- Born: 12 April 1938 Valenciennes
- Died: 19 August 1944 (aged 6)
- Known for: Member of the French Resistance
- Father: Eugène Pinte

= Marcel Pinte =

French Resistance member

Marcel Pinte (12 April 1938 – 19 August 1944) was a member of the French Resistance opposing the Nazi occupation of France during World War II. He was notable for his youth, dying at age six, and is regarded as France's youngest resistance hero.

== Life ==
Pinte was born in Valenciennes in April 1938, the youngest of five children. His father, Eugène Pinte, was a local resistance leader who used his farmhouse in Aixe-sur-Vienne to receive coded messages from London and coordinate parachute drops in a field nearby.

From a young age Marcel acted as a courier for local resistance fighters. He was given the nickname "Quinquin" after a children's song.

He was killed, aged six, on 19 August 1944 when he was hit by several bullets from an unintentional discharge by a Sten gun shortly after a large group of resistance fighters had landed by parachute.

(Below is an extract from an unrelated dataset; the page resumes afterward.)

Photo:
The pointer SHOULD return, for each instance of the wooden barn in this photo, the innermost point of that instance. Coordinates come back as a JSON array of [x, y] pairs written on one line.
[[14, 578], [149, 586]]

Pinte was buried by local resistance fighters on 21 August shortly before the liberation of Limoges, in which his father participated. According to a relative, Marc Pinte, the next supply drop, a few days after Marcel's death, used black parachutes: "The British knew that the little Marcel played a real role. This parachute was the calling card sent to the family".

== Posthumous honours ==
In 1950, he was awarded the posthumous rank of Sergeant in the Resistance. In August 2013, the National Office of Former Combatants and War Victims delivered a card for "volunteer combatants of the Resistance" in the name of "Monsieur Marcel Pinte". On Armistice Day 2020, Pinte was honoured in a special ceremony in which his name was inscribed on the war memorial of Aixe-sur-Vienne near Limoges.